Artist Sue Buck gains her own insights in art-making collaborations with great apes

Great Ape Trust of Iowa
Artist Sue Buck and the orangutan Knobi watch each other intently during collaboration on an acrylic painting at Great Ape Trust. Knobi was attentive to the process for several hours over a period of several days, which reinforced for Buck the orangutan characteristic of patience.

Des Moines, Iowa – April 17, 2008 – Pennsylvania artist Sue Buck left Great Ape Trust of Iowa, which describes its scientific inquiry as “insights through collaborations with apes,” with some revelations of her own after collaborating on a half-dozen paintings with the orangutan Knobi and bonobo Panbanisha. Among her insights, Buck said, is that the line dividing human and non-human artists is shadow-thin.

Artistic collaborations with the apes were an unexpected luxury for Buck, a resident of Guys Mill, Pa., and an art professor at Allegheny College in Meadville, Pa. Her relationship with Great Ape Trust began early in The Trust’s six-year history, when she was commissioned to create pastel chalk drawings of Azy and Knobi, both orangutans, and bonobos Kanzi, Panbanisha and later, P-Suke, also a bonobo who was the father of many of The Trust’s youngest ape residents. The Trust recently commissioned two more of Buck’s pastels, these to be drawn of bonobo Nyota and orangutan Allie.

The half-dozen paintings Buck worked on with Knobi represented the artist’s first-ever collaboration with animals, though she has made art cooperatively with humans on occasion. “You never know what will happen with people, either,” Buck remarked, then corrected herself: “Actually, they’re the same. There’s really no difference.”

The nearly invisible parallels between human and ape artists were subtle in Buck’s collaborations with Knobi, but distinctly pronounced in her sessions with Panbanisha, a more experienced artist. Great Ape Trust’s resident orangutans are relatively new to painting, but the bonobos have grown up with it as an enrichment activity, which Buck thinks may explain some of the differences in their techniques. Regardless of their level of experience, they appear to enjoy it, which Buck believes should be the goal in any artistic endeavor.

“The whole point of doing this is to keep their lives interesting, to give them something to do,” she said. “Art-making is a great way to enrich anybody’s life.”
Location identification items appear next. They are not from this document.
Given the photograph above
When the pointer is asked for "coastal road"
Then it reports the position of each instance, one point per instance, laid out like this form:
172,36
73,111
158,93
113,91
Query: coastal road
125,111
A keen observer of both obvious and obscure details, the human artist mentally recorded every nuance in her landmark collaborations with the apes.

“Panbanisha is very tactile with the brush. She knows what she is doing – ‘I need this other color; I need that different brush.’ She is clearly making those decisions,” Buck said. “You could see her going into that mode, forgetting [observers] were there and just enjoying it and getting lost in the motion. I knew what that felt like.”

Great Ape Trust of Iowa

To view a video of the apes painting and an interview with artist Sue Buck, go here. For a slide show of Sue Buck's experience at Great Ape Trust, go here. To learn more about Sue Buck and her art, go here.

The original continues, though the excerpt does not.